Stripe is a financial infrastructure platform for businesses, processing over $1.9T in payments volume annually. The ML Platform team builds platforms and services that enable ML engineers and data scientists across Stripe to take data and build features and models from prototype to production reliably, at low latency, and at scale. They work closely with product teams, data scientists, and platform infrastructure teams to build powerful, flexible, and user-friendly systems that substantially increase ML velocity across the company.
As a Staff Engineer, Machine Learning Platform, you will serve as a technical lead across the ML Platform space and a key contributor to the evolution of the platforms that power Stripe's ML-driven products. You will be empowered to make decisions with a large impact on Stripe, influencing investments and strategy while making systems more reliable, secure, and a delight to use. This role involves cross-functional collaboration with other tech staff, data science, product, and senior leadership to maximize the impact of ML at Stripe. You will help define the long-term strategy and lead the technical direction for the next generation of ML infrastructure.
Responsibilities include taking ownership of end-to-end architecture and system design for complex ML Platform projects, defining technical directions for projects with high ambiguity, and transforming complex user needs into long-lasting platform strategy. You will design system architecture and solutions for challenging problems in the ML Platform domain, such as low-latency model inference, large-scale feature stores, real-time monitoring, and LLM/agent orchestration. The role also involves turning high-leverage ideas into tangible, robust solutions that shape platform and product roadmaps, scoping and leading large projects with significant business impact, and working directly with ML engineers, data scientists, and product teams to translate their needs into scalable technical solutions. You will arbitrate critical decisions balancing competing priorities while meeting latency, reliability, cost, and security constraints, serve as a key engineering representative, advise leadership on technical considerations related to the end-to-end ML lifecycle, drive cross-team technical initiatives, and mentor other engineers.

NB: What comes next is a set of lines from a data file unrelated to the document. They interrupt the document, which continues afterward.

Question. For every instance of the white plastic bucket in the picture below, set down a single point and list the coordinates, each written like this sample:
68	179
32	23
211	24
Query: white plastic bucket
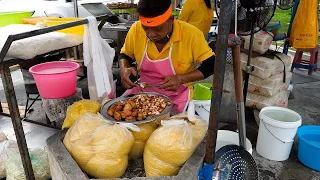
202	107
229	138
277	129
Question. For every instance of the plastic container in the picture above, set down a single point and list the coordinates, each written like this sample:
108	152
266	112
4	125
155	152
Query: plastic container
77	30
309	146
55	79
14	17
277	129
230	138
201	107
202	91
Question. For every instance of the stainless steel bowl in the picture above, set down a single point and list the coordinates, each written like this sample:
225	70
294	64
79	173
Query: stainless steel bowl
164	114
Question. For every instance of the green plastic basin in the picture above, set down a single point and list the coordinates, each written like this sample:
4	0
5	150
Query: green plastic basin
202	91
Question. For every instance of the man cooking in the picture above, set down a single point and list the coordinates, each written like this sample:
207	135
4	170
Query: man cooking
165	51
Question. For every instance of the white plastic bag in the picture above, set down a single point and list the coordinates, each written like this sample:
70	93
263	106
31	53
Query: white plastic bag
270	86
261	42
265	67
3	141
258	102
98	58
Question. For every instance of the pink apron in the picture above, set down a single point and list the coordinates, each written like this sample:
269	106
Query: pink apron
154	72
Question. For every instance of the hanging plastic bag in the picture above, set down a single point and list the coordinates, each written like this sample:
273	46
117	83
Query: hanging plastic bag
265	67
270	86
3	141
258	102
77	109
141	138
171	145
305	29
39	161
99	147
98	58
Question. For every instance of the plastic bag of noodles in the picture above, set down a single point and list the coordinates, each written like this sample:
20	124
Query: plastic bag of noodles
99	147
40	165
77	109
141	137
171	145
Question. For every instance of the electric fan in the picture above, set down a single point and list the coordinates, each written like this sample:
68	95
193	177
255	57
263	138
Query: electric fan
285	4
252	16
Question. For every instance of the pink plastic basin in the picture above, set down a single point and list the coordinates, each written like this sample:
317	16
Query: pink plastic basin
55	79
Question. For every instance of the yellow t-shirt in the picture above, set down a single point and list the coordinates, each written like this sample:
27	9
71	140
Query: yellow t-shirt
188	47
195	12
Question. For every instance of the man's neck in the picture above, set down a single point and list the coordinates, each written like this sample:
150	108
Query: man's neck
160	46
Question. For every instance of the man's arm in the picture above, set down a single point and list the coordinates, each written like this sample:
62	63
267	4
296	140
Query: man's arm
205	70
126	59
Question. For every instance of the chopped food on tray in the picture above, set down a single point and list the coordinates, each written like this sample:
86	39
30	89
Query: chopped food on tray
138	108
121	5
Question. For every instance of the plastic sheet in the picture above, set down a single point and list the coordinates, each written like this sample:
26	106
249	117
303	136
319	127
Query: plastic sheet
39	161
171	145
258	102
8	148
77	109
270	86
99	147
265	67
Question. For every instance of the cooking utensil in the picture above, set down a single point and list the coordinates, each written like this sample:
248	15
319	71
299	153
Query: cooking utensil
232	161
164	113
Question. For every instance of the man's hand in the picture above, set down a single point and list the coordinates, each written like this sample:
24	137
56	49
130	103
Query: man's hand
172	83
125	80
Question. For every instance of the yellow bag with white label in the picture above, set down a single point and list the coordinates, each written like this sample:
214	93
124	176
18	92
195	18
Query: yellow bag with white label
305	29
77	109
171	145
99	147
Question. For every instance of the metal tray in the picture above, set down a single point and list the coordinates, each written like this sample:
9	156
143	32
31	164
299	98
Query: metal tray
106	106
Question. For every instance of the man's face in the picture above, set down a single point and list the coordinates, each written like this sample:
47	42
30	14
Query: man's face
158	32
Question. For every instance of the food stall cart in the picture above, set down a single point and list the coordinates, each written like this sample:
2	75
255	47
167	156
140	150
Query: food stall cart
5	63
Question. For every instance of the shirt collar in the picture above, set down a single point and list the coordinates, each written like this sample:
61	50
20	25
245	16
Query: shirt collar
177	31
176	34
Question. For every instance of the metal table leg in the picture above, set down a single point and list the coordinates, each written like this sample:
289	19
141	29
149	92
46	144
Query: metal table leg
16	120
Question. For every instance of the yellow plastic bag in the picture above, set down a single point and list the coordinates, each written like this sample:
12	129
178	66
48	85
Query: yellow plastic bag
77	109
137	149
171	145
156	168
99	147
304	33
141	137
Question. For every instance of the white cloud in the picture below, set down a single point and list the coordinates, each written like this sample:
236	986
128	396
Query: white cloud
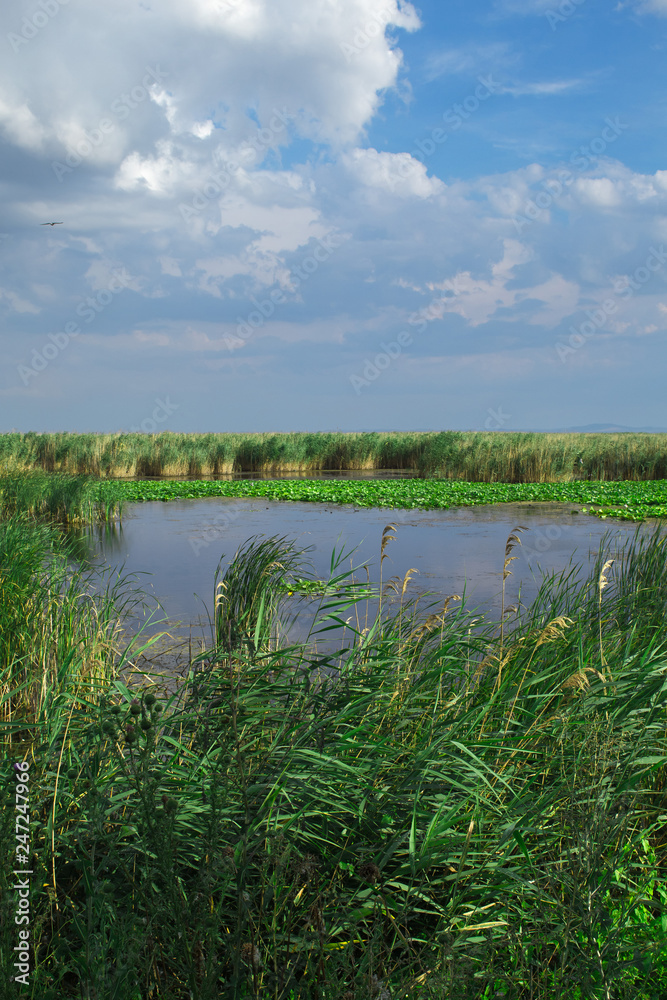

Minimum requirements include 10+ years of professional software development experience with a solid background in service-oriented architecture and large-scale distributed systems, a track record of serving as a technical lead, experience working on production ML platform services, strong product instincts, and communication skills. Demonstrated ability to work cross-functionally and thrive with autonomy in ambiguous environments is also required, along with hands-on experience using AI tools to accelerate work.
Preferred qualifications include experience building large-scale serving or data infrastructure for machine learning use cases (e.g., model inference, feature stores, real-time feature computation, model registries), familiarity with LLMs, LLM frameworks, and agentic AI patterns, and experience rapidly developing prototypes. Familiarity with cloud services (e.g., AWS) and cloud-based AI/ML services (e.g., SageMaker, Bedrock, Databricks, OpenAI), experience training and shipping machine learning models, ability to synthesize ideas and set a technical vision, comfort working with geographically distributed teams, and a passion for side-projects or open source are also preferred.